Susan Granger’s review of “Pain and Glory” (Sony Pictures Classics)
This bittersweet, thinly veiled, semi-autobiographical drama from Pedro Almodovar revolves around a fictional Spanish filmmaker, Salvador Mello (Antonio Bandaras), who contemplates how much fire he still has in his belly while awaiting the re-release of one of his older films.
“Without filming, my life is meaningless,” he declares.
Living alone in a tastefully appointed house in Madrid, melancholic Mallo suffers from an assortment of ailments (asthma, sciatica, tinnitus), primarily headaches, stemming from fused vertebrae and coupled with depression. A multitude of memories appear through a variety of flashbacks.
There’s poverty-plagued young Salvador (Asier Flores) accompanying his mother Jacinta (Penelope Cruz) to the stream, where she and her friends sing as they do laundry in a bucolic scene near the caves of Paterna.
Growing up, Salvador becomes a church choirboy and experiences a sexual awakening watching bricklayer Eduardo (Cesar Vicente) washing his muscled body.
Much later, when she visits him, elderly Jacinta (Jacina Serrano) chides Salvador: “You haven’t been a good son.”

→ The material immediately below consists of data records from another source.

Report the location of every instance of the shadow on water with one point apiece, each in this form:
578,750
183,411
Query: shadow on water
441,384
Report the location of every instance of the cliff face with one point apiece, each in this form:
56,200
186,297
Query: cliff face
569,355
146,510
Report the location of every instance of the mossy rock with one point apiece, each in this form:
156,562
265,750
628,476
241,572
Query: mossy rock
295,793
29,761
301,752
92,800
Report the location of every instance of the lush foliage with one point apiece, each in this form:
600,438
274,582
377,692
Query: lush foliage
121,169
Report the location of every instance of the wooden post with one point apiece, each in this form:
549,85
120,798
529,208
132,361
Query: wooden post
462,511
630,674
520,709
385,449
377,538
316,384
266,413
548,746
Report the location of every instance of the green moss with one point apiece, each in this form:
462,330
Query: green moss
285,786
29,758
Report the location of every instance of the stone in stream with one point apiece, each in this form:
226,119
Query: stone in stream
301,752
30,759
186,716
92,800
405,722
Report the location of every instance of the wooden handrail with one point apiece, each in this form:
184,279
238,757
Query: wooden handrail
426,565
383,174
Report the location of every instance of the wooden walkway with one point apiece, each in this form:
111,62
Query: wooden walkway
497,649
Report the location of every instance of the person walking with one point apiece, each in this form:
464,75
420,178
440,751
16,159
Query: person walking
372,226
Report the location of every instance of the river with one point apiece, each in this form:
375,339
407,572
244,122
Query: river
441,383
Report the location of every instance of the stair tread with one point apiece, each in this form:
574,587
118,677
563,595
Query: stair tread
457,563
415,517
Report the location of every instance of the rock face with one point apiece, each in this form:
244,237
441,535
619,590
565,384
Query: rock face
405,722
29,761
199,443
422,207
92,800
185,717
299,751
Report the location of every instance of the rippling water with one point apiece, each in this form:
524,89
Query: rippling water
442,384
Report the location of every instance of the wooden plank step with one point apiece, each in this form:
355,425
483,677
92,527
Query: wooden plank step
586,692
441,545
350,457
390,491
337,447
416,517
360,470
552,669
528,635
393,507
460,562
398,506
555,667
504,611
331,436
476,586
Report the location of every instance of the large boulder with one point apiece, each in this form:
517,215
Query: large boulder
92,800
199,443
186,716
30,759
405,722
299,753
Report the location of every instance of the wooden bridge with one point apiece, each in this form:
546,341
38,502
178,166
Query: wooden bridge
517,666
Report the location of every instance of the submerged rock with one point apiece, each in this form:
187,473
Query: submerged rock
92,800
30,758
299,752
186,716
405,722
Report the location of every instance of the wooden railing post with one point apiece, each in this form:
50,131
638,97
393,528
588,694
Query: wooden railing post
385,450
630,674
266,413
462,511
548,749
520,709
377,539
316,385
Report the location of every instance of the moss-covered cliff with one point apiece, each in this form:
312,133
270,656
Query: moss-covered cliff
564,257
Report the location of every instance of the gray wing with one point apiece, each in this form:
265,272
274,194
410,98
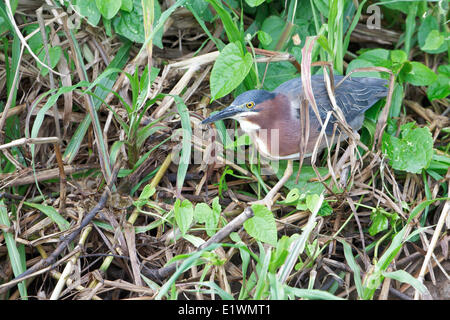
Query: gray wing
354,96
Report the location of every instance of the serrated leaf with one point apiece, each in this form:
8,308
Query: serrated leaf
108,8
230,69
184,214
262,225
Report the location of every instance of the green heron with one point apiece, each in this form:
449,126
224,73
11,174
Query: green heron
264,115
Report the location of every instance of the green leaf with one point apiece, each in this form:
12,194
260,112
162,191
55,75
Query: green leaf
440,89
108,8
273,26
420,75
202,212
184,214
412,152
430,26
434,41
210,217
254,3
264,38
54,54
403,276
230,69
131,26
277,73
127,5
398,56
354,266
186,144
262,225
17,265
311,294
88,9
325,210
50,212
379,222
146,193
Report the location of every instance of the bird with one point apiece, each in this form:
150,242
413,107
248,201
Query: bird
272,118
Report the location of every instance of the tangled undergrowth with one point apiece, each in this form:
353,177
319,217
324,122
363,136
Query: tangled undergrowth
110,188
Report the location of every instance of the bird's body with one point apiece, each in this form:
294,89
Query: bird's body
272,119
273,124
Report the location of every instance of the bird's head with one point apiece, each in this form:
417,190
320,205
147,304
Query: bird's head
247,104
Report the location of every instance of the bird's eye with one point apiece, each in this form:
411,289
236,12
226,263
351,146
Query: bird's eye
250,105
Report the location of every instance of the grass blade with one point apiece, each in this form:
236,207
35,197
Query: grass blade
13,253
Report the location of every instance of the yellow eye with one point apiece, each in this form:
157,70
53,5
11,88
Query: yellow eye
250,105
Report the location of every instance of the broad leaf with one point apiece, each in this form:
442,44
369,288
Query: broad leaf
230,69
262,225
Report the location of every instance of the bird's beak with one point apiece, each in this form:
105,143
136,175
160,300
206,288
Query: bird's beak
228,112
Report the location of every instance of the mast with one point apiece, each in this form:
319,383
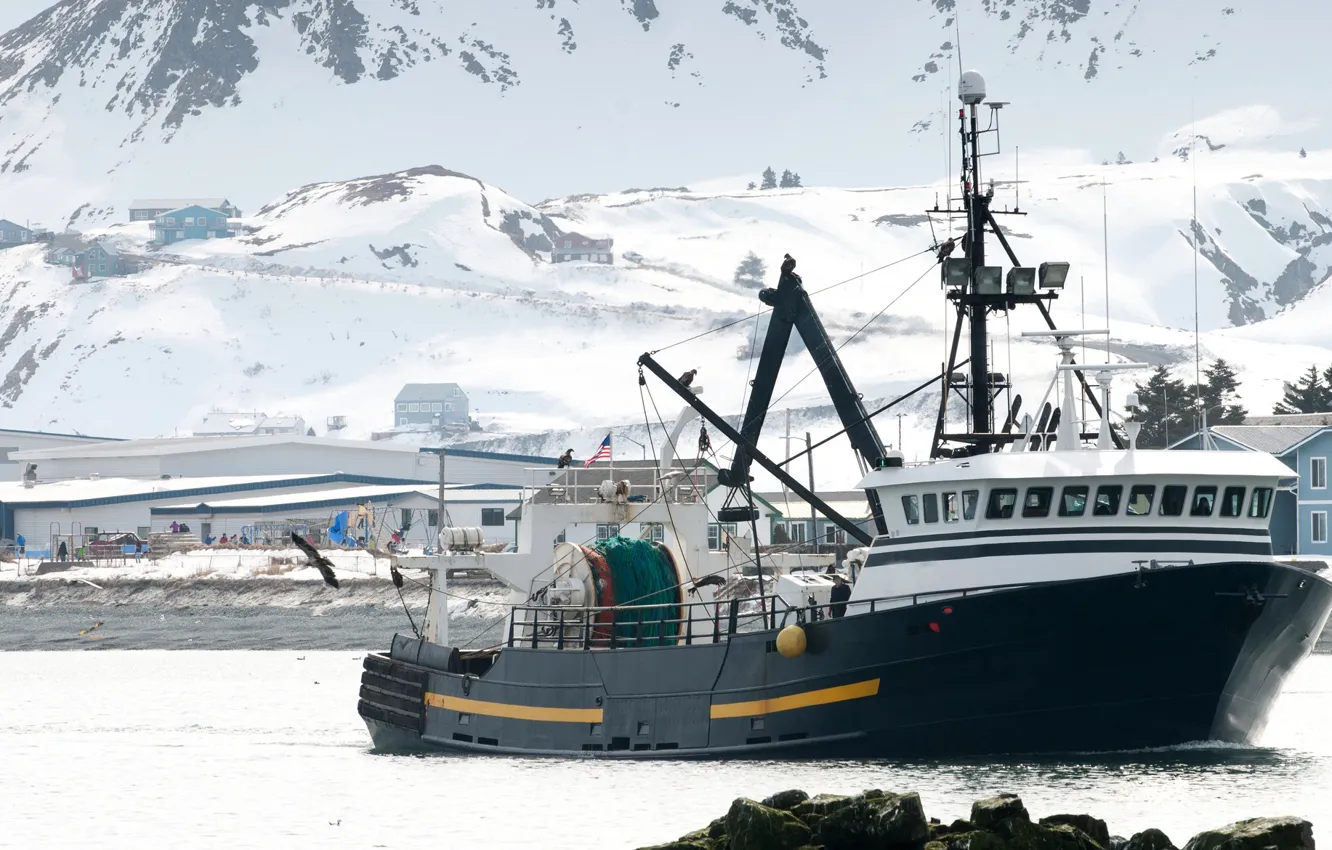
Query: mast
971,89
978,289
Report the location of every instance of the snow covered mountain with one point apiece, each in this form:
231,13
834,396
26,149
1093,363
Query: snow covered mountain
348,287
341,292
107,100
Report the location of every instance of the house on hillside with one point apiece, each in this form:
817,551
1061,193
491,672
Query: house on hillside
12,235
101,260
195,221
441,405
253,424
1300,512
578,248
151,208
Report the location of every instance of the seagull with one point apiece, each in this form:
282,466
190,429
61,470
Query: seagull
316,560
945,249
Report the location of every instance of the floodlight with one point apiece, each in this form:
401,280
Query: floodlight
1022,280
957,272
1052,275
989,280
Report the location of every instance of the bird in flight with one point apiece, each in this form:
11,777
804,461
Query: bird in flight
316,560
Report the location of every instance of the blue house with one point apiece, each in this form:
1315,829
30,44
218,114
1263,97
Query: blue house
1300,513
13,233
101,260
192,221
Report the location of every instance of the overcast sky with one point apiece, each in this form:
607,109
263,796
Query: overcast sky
13,12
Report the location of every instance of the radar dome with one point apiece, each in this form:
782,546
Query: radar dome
971,87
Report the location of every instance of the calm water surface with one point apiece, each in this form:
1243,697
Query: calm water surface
264,749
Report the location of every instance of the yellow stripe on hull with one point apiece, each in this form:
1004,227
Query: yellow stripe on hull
514,712
795,701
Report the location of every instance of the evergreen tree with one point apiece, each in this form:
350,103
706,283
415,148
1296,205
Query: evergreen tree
1220,395
1164,408
1308,395
750,272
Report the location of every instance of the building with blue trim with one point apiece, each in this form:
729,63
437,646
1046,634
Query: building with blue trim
195,221
1300,512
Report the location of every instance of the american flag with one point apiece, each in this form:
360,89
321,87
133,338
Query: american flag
601,454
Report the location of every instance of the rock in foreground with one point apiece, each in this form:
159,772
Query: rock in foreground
886,821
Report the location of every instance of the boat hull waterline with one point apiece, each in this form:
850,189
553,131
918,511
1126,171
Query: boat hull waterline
1119,662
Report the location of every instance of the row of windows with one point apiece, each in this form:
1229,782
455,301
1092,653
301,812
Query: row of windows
1074,498
425,407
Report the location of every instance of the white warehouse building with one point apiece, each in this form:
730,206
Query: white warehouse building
272,454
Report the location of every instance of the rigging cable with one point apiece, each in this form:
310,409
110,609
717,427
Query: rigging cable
731,324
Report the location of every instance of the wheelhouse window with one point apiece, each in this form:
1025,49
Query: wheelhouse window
1174,496
1232,502
1204,500
931,506
1036,504
1260,504
911,508
970,498
1140,500
1107,500
950,508
1072,501
1000,504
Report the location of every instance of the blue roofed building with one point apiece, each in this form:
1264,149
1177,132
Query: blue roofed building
1303,442
188,223
13,233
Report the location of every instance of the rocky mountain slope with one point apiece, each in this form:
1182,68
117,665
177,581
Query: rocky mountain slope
341,292
107,100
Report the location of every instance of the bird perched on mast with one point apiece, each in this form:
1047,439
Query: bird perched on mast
316,560
945,249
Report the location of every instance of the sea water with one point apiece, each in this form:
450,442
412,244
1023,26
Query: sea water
264,749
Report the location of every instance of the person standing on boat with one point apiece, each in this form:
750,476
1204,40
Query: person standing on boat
838,597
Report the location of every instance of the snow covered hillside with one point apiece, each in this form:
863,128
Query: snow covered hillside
341,292
107,100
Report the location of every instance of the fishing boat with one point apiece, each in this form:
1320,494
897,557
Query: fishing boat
1042,585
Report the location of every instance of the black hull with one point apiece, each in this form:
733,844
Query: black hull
1119,662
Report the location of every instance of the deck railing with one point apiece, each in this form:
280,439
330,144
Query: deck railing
560,626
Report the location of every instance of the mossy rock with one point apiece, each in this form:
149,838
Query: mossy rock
785,800
994,810
819,806
874,820
1095,828
754,826
975,840
1024,836
1287,833
1150,840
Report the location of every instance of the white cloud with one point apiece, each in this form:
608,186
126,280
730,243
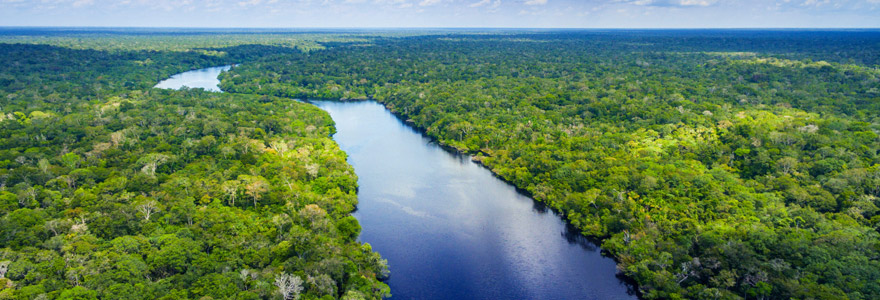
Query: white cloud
670,3
487,3
429,2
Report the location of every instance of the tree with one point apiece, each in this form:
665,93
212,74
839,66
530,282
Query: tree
152,161
289,286
71,160
787,164
255,186
230,188
148,208
4,267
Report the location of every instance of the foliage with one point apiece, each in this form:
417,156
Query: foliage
713,164
112,190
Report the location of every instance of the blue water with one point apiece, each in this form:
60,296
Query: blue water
201,78
448,228
451,230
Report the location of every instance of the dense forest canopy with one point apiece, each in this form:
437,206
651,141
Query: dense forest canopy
712,164
110,189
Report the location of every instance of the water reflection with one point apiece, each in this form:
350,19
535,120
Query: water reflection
451,230
201,78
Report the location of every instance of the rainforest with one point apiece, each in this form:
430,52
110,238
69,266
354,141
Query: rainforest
708,164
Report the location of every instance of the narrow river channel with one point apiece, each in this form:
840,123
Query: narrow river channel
450,229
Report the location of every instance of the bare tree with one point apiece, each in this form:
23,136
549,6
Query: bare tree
230,187
147,209
289,286
4,267
787,164
151,162
255,187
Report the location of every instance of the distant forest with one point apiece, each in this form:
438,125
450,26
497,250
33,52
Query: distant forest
711,164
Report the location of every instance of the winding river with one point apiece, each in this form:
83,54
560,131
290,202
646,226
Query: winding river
450,229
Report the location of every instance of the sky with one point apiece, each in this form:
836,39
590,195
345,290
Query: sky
444,13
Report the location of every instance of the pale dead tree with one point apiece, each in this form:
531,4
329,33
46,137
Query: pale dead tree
620,195
246,275
44,165
4,267
81,227
312,170
230,188
255,188
117,138
787,164
151,162
147,209
227,151
280,147
289,286
70,180
30,193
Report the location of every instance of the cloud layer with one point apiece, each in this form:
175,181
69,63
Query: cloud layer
443,13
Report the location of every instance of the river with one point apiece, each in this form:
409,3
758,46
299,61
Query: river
201,78
450,229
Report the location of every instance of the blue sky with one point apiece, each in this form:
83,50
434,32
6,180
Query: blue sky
444,13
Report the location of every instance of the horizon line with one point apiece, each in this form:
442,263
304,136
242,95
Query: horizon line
430,28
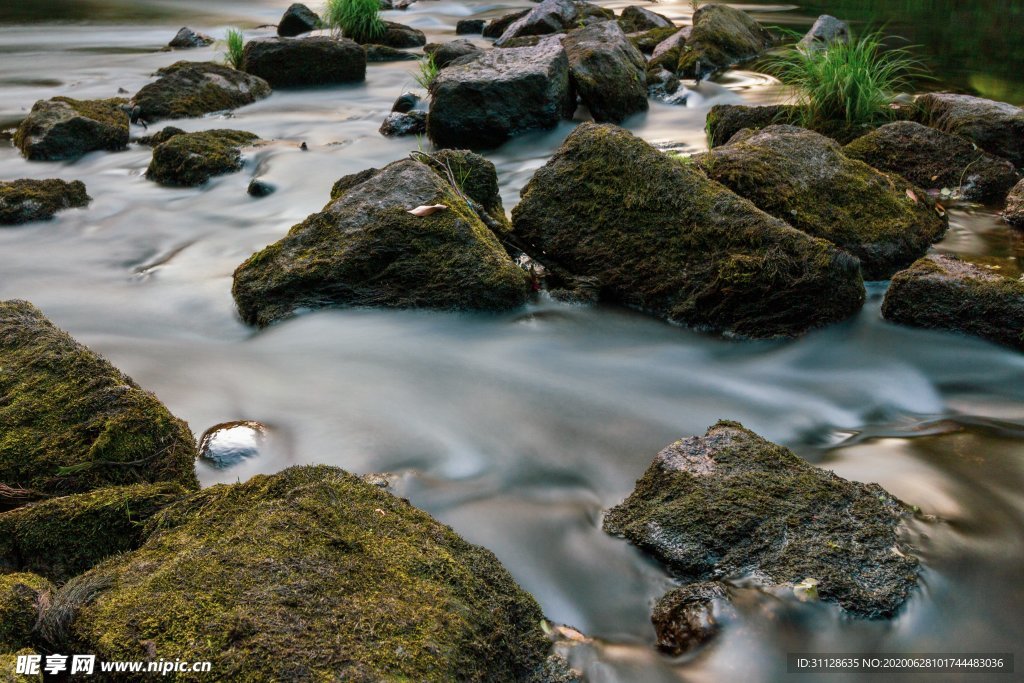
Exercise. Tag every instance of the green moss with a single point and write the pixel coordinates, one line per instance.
(307, 574)
(71, 422)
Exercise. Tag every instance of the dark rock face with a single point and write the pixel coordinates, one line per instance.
(945, 293)
(71, 422)
(995, 127)
(26, 201)
(607, 72)
(296, 20)
(188, 89)
(480, 101)
(313, 546)
(366, 249)
(302, 61)
(805, 179)
(192, 159)
(933, 160)
(664, 239)
(732, 503)
(65, 128)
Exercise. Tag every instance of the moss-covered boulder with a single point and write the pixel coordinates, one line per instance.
(805, 179)
(62, 537)
(65, 128)
(367, 248)
(71, 422)
(660, 237)
(26, 201)
(945, 293)
(731, 503)
(306, 574)
(934, 160)
(193, 88)
(190, 159)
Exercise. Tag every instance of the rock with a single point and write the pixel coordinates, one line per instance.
(65, 128)
(722, 37)
(635, 18)
(26, 201)
(731, 503)
(62, 537)
(469, 27)
(304, 61)
(826, 30)
(995, 127)
(310, 546)
(188, 89)
(664, 239)
(296, 20)
(410, 123)
(192, 159)
(684, 617)
(186, 38)
(366, 249)
(933, 160)
(445, 53)
(805, 179)
(945, 293)
(71, 422)
(607, 72)
(480, 101)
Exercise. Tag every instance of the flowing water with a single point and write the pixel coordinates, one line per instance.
(519, 429)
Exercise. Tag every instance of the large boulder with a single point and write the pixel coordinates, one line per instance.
(945, 293)
(731, 503)
(480, 101)
(805, 179)
(367, 249)
(995, 127)
(66, 128)
(307, 574)
(193, 88)
(71, 422)
(607, 72)
(934, 160)
(660, 237)
(186, 160)
(26, 201)
(302, 61)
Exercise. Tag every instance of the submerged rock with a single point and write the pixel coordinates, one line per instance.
(366, 249)
(26, 201)
(945, 293)
(71, 422)
(731, 503)
(480, 101)
(193, 88)
(192, 159)
(663, 238)
(228, 573)
(805, 179)
(65, 128)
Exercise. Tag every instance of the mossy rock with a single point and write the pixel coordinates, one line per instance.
(366, 249)
(660, 237)
(64, 537)
(190, 159)
(934, 160)
(945, 293)
(307, 574)
(65, 128)
(70, 422)
(26, 201)
(804, 178)
(193, 88)
(731, 503)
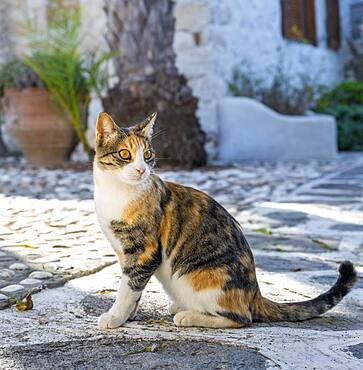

Prompted by an upcoming Spanish Cinematheque celebration, reclusive Salvador tracks down Alberto (Asier Etxeandia), an actor to whom he hasn’t spoken in 30 years. Debauched Alberto introduces Salvador to smoking heroin to ease his pain.
When Alberto discovers one of Salvador’s pieces from the past, he insists on performing it as a monologue in a Madrid theater before an audience that includes Federico (Leonardo Sbaraglia), who had an affair with Salvador many years earlier
That leads to one of the most memorable scenes: a poignant conversation between these two late middle-aged men about their sublimated desires.
Almodovar views this episodic, visually compelling confessional as completing a trilogy that started with “Law of Desire” and continued with “Bad Education.” And Antonio Banderas delivers a magnificent performance as his alter-ego.
In Spanish with English subtitles, on the Granger Movie Gauge of 1 to 10, “Pain and Glory” is a structured, sublimely stylized 7, cinematically summarizing Pedro Almodovar’s life and work.